Okay…so that’s what she was to him? Just one of his servants? His property? Okay. It was better to have this fact driven into her head. It would keep her emotions at bay.

“Gotcha.”

She turned and walked toward the flap.

“Camelee, what are doing? You cannot leave. You need to stay and take care of the girl.”

Who was, by now, awake and looking around.

He motioned to Akkar, and the young soldier stepped in front of the flap, blocking her path.

“What? So now I’m a prisoner?” She gaped at Akkar.

“You will do as I say. You are staying with Hild. You will care for her until I return.”

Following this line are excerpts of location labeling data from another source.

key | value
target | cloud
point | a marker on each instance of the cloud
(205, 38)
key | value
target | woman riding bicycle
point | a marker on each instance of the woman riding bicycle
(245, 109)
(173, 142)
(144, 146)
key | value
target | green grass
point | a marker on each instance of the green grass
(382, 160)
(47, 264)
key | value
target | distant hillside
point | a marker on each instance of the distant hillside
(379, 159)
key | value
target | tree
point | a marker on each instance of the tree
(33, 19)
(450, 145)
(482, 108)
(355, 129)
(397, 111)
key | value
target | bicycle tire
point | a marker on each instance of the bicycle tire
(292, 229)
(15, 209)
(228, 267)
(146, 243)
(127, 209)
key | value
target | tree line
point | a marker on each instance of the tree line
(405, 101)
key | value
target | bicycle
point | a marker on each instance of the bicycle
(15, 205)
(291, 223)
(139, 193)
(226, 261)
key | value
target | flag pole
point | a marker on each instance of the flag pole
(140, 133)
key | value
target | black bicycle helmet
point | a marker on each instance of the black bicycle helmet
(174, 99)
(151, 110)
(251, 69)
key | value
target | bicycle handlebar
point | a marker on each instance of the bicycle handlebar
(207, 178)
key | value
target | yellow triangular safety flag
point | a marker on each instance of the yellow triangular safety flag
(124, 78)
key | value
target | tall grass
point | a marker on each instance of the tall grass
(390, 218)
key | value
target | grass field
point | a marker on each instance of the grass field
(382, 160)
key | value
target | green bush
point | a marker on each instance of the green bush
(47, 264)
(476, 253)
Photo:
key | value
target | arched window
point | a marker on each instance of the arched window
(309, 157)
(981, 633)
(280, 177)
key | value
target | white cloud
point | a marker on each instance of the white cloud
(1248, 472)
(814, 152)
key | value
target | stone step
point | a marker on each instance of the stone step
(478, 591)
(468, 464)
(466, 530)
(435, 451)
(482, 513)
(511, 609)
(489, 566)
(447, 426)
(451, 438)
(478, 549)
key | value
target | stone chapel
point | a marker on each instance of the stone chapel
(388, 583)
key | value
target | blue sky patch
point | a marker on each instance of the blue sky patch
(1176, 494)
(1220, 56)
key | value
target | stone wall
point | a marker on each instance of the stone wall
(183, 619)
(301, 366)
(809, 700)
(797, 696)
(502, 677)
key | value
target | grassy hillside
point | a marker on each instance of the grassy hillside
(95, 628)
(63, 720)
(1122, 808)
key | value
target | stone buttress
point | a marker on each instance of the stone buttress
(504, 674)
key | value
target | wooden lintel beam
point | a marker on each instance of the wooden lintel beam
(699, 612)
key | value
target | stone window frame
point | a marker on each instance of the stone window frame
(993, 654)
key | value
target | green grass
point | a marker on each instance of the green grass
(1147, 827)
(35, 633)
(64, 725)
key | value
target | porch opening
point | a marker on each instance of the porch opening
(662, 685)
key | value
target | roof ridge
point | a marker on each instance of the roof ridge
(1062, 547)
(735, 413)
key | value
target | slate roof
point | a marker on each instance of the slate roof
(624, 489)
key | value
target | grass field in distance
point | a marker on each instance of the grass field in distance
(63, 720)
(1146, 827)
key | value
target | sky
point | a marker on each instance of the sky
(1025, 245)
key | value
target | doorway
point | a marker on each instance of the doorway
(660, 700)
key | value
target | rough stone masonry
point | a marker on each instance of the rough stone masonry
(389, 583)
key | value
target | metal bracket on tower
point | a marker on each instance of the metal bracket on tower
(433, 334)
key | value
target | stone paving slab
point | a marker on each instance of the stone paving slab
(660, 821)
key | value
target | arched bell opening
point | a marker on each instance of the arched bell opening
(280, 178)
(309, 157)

No. She would never get used to this. It was bad enough she had to take care of a child, a little orphan who needed a mother, but she wasn’t asked to do this. No, she was ordered to do it. Held prisoner and forced to—

He swept past her, grabbed his fur cloak from the floor, giving Hild a smile and a wink before he moved around Camelee.

“Guard her, and get her a cloak,” he ordered Akkar and left the tent.

“Ugh! He is an infuriating jerk! I wish I knew martial art so I could kick his—” Her gaze fell on Hild, and she stopped ranting when she saw the little girl watching. “Akkar, please send for Genevra. I need her help with Hild.”

He obliged by sticking his head out of the tent and calling for someone. He said something in Norse and then returned his attention to her.

“No matter what skills you possessed, you could not hurt him,” he let her know. “I saw him fight on the field. He killed with precision and brute force, taking on two and even three at a time. I have heard tales of him. He is said to be King Cnut’s favored warrior.”

How could all this be real? But it was. It was.

“I spoke in anger,” she confessed, then muttered under her breath, “but if I had a gun, he wouldn’t have a shot.”

The flap opened and Genevra stepped inside. Her eyes were swollen and red, the tip of her nose was red, too. Camelee felt a little kinship with her because the tip her nose always turned red when she cried.

“Genevra, were you crying?” Camelee went to her.

The woman nodded. “That man the commander killed. He was my master, the man who took care of me these last twenty-six years.”